Noble in intentions and haphazard in execution, "Call + Response" is a passionate documentary on human trafficking, crossbred with telethon-like musical performances.
Noble in intentions and haphazard in execution, “Call + Response” is a passionate documentary on human trafficking, crossbred with telethon-like musical performances. The brainchild of activist musician and first-time filmmaker Justin Dillon, pic is remarkably informative yet gracelessly constructed, jumping between documentary and concert footage at random. What these two parts have to do with one another is hard to discern, and intercutting images of sickly adolescent sex slaves and well-dressed indie-rock kids provokes an odd tonal whiplash. But pic, which opened Oct. 10 in limited release, succeeds in its aim to raise awareness of a genuinely disturbing issue.

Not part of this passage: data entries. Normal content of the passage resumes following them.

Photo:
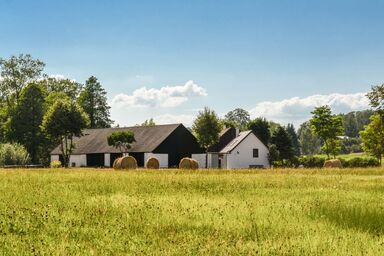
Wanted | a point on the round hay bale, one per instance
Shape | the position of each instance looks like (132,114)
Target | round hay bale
(128,162)
(116,165)
(195,164)
(152,163)
(185,163)
(334,163)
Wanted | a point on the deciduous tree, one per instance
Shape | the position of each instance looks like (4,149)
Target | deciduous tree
(294,138)
(207,127)
(25,123)
(121,140)
(16,73)
(63,121)
(93,100)
(260,127)
(283,143)
(310,143)
(373,137)
(239,117)
(327,127)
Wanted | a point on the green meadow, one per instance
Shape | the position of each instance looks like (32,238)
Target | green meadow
(173,212)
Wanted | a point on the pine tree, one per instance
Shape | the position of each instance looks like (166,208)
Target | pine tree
(94,102)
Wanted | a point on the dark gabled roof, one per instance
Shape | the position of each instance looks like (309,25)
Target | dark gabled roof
(225,137)
(148,138)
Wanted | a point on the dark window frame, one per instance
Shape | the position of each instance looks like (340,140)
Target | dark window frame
(255,152)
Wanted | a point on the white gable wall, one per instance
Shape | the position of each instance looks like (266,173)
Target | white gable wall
(242,155)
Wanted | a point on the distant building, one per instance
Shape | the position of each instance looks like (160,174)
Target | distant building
(236,150)
(168,143)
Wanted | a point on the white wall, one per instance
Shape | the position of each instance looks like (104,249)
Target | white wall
(79,160)
(55,157)
(107,160)
(200,158)
(163,159)
(242,155)
(213,160)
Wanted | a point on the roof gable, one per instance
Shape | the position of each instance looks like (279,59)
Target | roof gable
(148,138)
(236,141)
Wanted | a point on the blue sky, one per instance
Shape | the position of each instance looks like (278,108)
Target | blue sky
(269,57)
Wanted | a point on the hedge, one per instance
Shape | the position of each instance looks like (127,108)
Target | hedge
(354,162)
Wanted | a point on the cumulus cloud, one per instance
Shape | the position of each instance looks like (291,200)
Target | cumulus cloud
(187,120)
(168,96)
(297,110)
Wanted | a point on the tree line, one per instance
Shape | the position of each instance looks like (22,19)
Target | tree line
(40,112)
(324,133)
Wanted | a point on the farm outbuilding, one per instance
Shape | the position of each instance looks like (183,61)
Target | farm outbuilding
(236,150)
(167,143)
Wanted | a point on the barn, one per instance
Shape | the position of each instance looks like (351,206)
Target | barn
(168,143)
(236,150)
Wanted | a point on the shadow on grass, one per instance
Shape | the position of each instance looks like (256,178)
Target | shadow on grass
(365,219)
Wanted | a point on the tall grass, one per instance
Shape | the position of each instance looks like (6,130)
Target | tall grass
(274,212)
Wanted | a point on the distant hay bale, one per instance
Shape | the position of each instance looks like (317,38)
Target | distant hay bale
(334,163)
(188,164)
(195,164)
(152,163)
(128,162)
(117,164)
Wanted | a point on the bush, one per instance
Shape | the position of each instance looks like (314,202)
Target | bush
(56,164)
(294,162)
(353,162)
(360,162)
(13,154)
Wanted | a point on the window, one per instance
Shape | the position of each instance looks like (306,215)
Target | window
(255,153)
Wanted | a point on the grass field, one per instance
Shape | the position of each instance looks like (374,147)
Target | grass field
(270,212)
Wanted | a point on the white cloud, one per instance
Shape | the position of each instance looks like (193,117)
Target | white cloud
(57,76)
(168,96)
(187,120)
(297,110)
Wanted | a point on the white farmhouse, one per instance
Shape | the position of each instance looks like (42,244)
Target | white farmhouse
(237,150)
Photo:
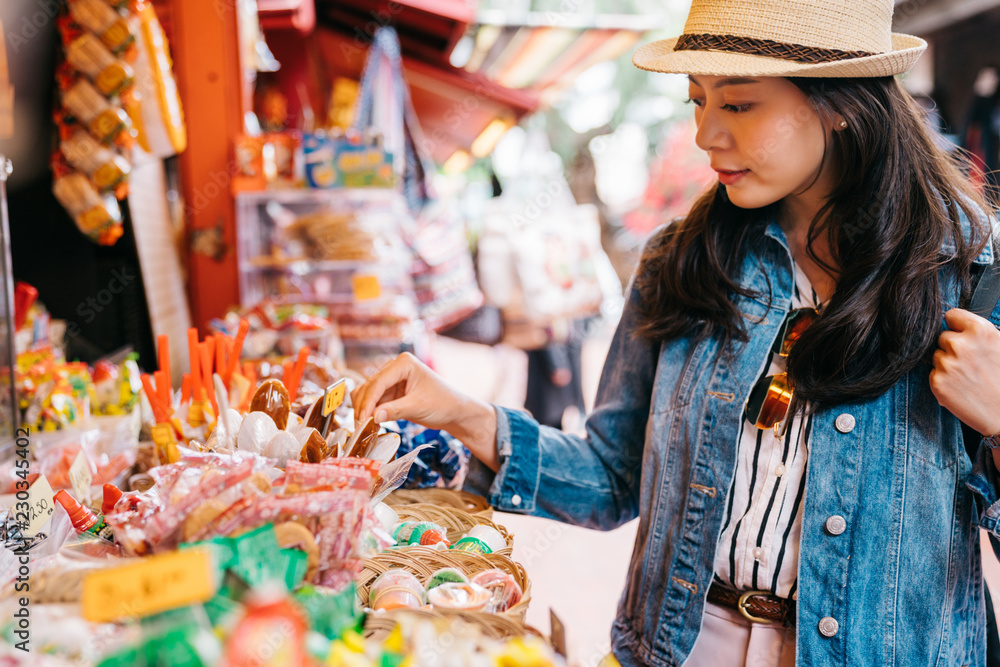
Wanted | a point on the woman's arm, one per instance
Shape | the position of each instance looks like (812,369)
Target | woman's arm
(966,375)
(591,480)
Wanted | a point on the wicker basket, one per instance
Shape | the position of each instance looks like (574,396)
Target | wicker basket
(424,561)
(457,522)
(463,500)
(495,626)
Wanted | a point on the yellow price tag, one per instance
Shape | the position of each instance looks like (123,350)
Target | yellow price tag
(34,514)
(152,585)
(365,288)
(334,396)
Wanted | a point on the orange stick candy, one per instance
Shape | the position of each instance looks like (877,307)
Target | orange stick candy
(206,372)
(163,358)
(163,388)
(234,354)
(292,384)
(221,362)
(197,391)
(154,399)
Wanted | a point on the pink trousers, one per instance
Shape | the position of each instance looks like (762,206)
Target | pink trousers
(729,640)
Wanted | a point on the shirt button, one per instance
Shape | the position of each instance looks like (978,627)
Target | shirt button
(828,626)
(845,423)
(836,524)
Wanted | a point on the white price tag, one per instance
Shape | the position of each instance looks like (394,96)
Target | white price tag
(79,475)
(35,512)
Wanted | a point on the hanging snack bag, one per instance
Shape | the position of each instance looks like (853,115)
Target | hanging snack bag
(87,54)
(97,217)
(108,170)
(105,123)
(97,17)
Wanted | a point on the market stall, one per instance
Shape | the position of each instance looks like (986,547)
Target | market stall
(211,501)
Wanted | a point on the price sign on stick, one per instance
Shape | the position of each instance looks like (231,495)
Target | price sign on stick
(366,288)
(149,586)
(332,400)
(40,507)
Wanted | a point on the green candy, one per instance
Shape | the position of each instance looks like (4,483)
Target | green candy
(446,575)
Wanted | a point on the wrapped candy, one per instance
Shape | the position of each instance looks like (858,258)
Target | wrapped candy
(504,589)
(481,539)
(106,169)
(97,217)
(424,533)
(88,55)
(460,596)
(396,589)
(100,19)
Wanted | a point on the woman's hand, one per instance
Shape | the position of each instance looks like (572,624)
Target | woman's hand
(405,388)
(966,375)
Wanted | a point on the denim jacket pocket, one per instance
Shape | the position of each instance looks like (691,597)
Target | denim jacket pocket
(927,439)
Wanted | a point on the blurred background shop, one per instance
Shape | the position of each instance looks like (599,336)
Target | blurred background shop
(469,181)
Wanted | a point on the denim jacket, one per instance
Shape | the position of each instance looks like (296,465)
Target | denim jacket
(902,585)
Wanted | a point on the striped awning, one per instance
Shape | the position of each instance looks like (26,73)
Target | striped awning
(548,50)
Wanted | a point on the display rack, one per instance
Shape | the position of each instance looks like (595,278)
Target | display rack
(354,262)
(9,413)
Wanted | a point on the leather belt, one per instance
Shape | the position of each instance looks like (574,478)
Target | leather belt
(755,606)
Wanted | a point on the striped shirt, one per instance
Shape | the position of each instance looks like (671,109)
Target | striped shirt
(759,544)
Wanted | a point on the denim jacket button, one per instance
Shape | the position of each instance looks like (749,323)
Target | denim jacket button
(836,524)
(845,423)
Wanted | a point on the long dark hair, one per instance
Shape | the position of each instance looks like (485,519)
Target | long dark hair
(897,199)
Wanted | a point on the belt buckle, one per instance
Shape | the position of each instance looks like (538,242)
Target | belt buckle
(741,605)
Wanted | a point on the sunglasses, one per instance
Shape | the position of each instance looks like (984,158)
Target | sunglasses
(771,399)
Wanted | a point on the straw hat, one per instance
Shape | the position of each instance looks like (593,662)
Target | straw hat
(807,38)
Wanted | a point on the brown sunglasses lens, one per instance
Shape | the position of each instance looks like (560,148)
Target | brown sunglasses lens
(769,400)
(795,324)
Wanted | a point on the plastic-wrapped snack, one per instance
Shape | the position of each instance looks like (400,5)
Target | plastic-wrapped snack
(460,596)
(97,17)
(97,217)
(106,169)
(106,123)
(87,54)
(443,464)
(505,590)
(396,589)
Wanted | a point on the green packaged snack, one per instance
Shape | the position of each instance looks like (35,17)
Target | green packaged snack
(331,614)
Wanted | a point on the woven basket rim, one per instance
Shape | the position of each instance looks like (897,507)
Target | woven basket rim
(424,561)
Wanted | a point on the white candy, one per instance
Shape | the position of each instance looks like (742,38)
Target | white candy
(256,431)
(282,447)
(385,447)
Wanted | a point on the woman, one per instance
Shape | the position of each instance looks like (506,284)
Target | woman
(781,403)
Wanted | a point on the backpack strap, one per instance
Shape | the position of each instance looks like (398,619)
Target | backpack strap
(986,299)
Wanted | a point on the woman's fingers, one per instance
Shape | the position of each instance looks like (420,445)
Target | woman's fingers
(392,376)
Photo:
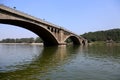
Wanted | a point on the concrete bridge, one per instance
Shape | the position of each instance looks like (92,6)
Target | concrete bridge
(50,33)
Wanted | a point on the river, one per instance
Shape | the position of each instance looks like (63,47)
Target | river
(35,62)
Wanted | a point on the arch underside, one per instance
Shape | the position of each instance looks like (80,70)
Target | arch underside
(47,37)
(74,39)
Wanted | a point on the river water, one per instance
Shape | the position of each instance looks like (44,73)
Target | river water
(35,62)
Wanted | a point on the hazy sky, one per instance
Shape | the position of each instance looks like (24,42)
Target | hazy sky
(78,16)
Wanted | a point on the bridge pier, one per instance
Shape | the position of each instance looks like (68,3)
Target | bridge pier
(50,33)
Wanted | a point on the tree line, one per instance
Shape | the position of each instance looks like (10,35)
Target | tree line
(22,40)
(112,34)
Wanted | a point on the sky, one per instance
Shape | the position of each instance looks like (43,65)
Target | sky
(78,16)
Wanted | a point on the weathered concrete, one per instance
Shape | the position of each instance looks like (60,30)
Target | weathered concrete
(50,33)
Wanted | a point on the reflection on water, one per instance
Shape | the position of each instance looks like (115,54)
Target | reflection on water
(33,62)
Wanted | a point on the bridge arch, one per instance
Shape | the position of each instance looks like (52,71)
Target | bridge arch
(74,39)
(48,38)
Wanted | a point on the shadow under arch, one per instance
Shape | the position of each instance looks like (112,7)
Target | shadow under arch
(47,37)
(74,39)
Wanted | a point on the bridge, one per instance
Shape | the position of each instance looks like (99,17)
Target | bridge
(51,34)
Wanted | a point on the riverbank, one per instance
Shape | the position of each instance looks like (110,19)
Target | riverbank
(23,43)
(104,43)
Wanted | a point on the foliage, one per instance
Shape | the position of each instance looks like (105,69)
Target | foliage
(112,34)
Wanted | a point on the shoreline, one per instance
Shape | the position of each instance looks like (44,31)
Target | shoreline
(23,43)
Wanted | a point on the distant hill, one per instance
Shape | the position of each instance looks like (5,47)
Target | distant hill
(112,34)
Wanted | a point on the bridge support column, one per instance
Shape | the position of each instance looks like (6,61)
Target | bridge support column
(61,37)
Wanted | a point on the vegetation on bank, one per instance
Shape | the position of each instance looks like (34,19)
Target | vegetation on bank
(112,35)
(22,40)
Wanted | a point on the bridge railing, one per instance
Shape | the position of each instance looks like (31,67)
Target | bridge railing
(17,12)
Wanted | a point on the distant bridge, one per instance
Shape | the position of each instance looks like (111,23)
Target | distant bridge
(51,34)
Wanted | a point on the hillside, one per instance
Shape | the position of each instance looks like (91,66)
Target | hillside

Dillon is clearly sincere in his commitment to the cause, making the most of his limited budget and filmmaking expertise. Madeleine Albright and New York Times columnist Nicholas Kristof give firsthand accounts of human trafficking, as do actresses Julia Ormond and Ashley Judd, who both seem considerably better informed than the average celebrity activist. The performances are energetic and well shot, although there is too little of rapper Talib Kweli and too much of novelty reggae act Matisyahu. Controversial academic Cornel West provides the most animated, if questionably relevant, commentary.